The choices for car tire upgrades range from new tires with a larger size to tires with different design features. Getting larger tires might necessitate changing the car's wheels to accommodate tires of a different diameter. And due to the fact that more power needs to be transmitted to the tires, the vehicle's fuel economy is reduced. A poor selection of larger tires might also impact the vehicle's handling, and control, making the car unfit for certain types of driving terrain. There's also the danger of the tire making contact with the vehicle's wheel well, especially while crossing speed bumps. With respect to new tire tech, run-flat tires are becoming increasingly popular in luxury vehicles, as they prevent the tire from going flat when punctured. The implications of using any of these tire types should be duly considered, alongside the cost demands, before a decision is made on the tires.

Should you buy a new or a used tire?

For car owners on a budget, buying a brand-new set of tires might be infeasible. A used tire that's still in good condition might serve their purposes while being cheaper. There are implications to this, of course. Used tires have already been used, so they will have a reduced life span. In addition, they may come with tread wear and sidewall cracks, no matter how little. Thus, buying used tires should be done with the understanding that they cannot serve as long — and as well — as new tires, nor will the driving experience be the same.

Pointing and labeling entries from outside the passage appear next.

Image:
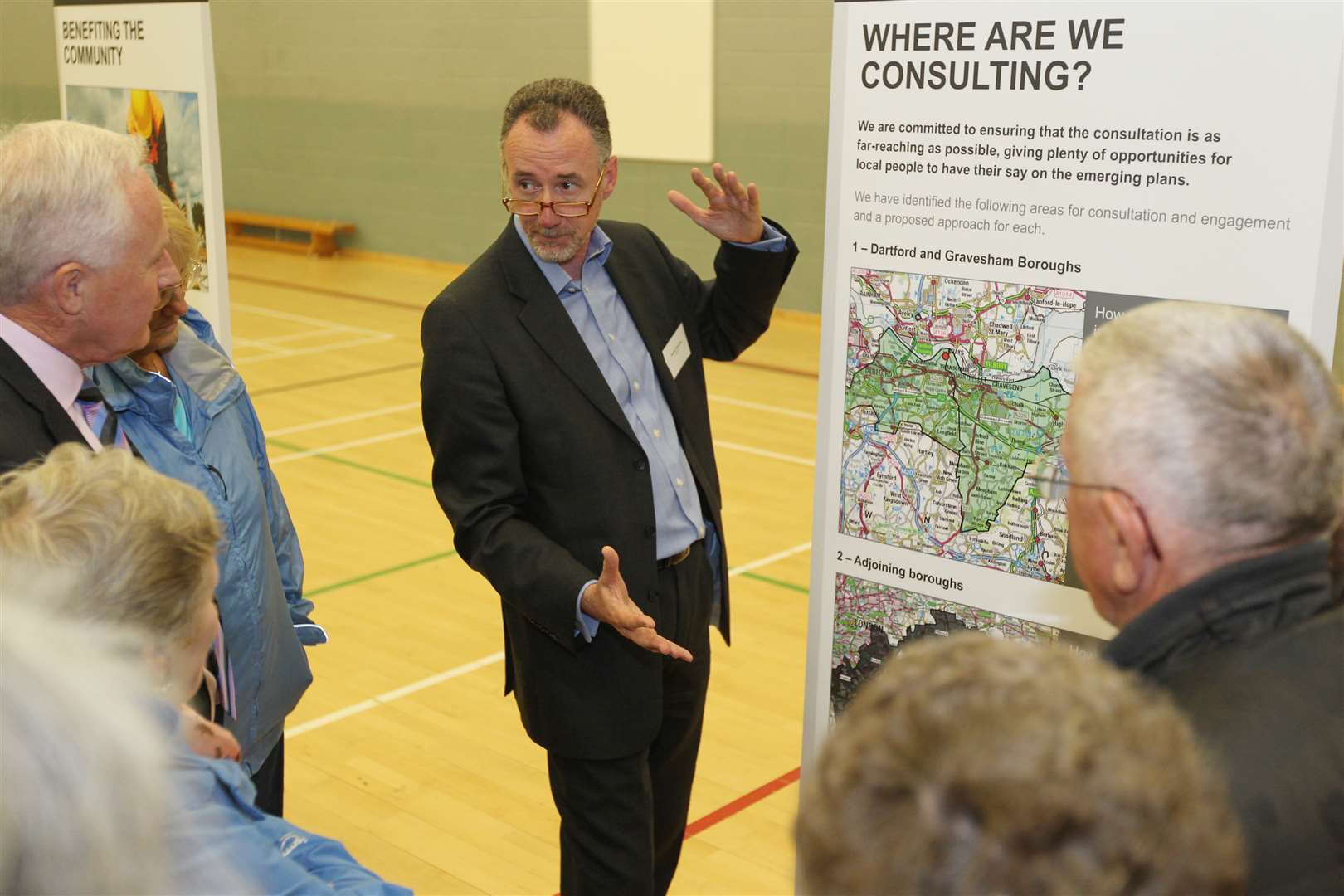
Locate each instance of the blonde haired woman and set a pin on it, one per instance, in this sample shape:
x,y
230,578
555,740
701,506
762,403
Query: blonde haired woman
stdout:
x,y
101,538
186,410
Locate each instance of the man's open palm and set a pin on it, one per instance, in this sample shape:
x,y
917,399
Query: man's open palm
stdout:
x,y
608,601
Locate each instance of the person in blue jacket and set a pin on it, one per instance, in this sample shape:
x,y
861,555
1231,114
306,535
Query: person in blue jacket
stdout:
x,y
184,409
102,539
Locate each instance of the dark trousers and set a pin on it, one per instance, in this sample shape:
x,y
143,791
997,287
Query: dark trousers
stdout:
x,y
270,781
622,820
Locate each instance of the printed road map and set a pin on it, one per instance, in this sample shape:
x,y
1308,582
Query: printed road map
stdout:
x,y
953,388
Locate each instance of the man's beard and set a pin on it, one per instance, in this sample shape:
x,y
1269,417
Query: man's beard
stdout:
x,y
555,253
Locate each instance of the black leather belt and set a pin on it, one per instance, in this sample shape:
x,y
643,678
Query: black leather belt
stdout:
x,y
665,563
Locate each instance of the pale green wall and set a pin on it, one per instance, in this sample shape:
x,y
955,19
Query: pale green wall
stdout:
x,y
386,113
27,61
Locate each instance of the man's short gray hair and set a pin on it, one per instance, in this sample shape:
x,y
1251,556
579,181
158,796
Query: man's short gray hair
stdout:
x,y
972,765
104,538
1222,416
62,197
544,101
84,787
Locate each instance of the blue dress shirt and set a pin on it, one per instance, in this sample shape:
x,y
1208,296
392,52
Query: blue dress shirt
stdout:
x,y
613,340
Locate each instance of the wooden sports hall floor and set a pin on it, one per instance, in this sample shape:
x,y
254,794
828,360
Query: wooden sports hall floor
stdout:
x,y
405,747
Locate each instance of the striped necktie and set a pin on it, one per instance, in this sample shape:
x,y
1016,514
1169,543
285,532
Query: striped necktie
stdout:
x,y
101,418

Even in buying used tires, car owners must look out for tire specifications and ratings. The load-carrying capacity and speed rating should correspond with the manufacturer's recommendations, and the tire dimensions should be suitable for the vehicle's wheels. In addition, used tires should be tested in similar driving conditions and terrain as you'll encounter before making your final purchase. Buying a used tire for slippery roads might not offer much of an improvement, for instance, and using a tire with weakened rubber may be dangerous in the summer. In general, it is always better to pool resources toward getting a new set of tires that will function optimally, allowing for a remarkable driving experience, maintaining the vehicle in top shape, and keeping drivers and passengers safe.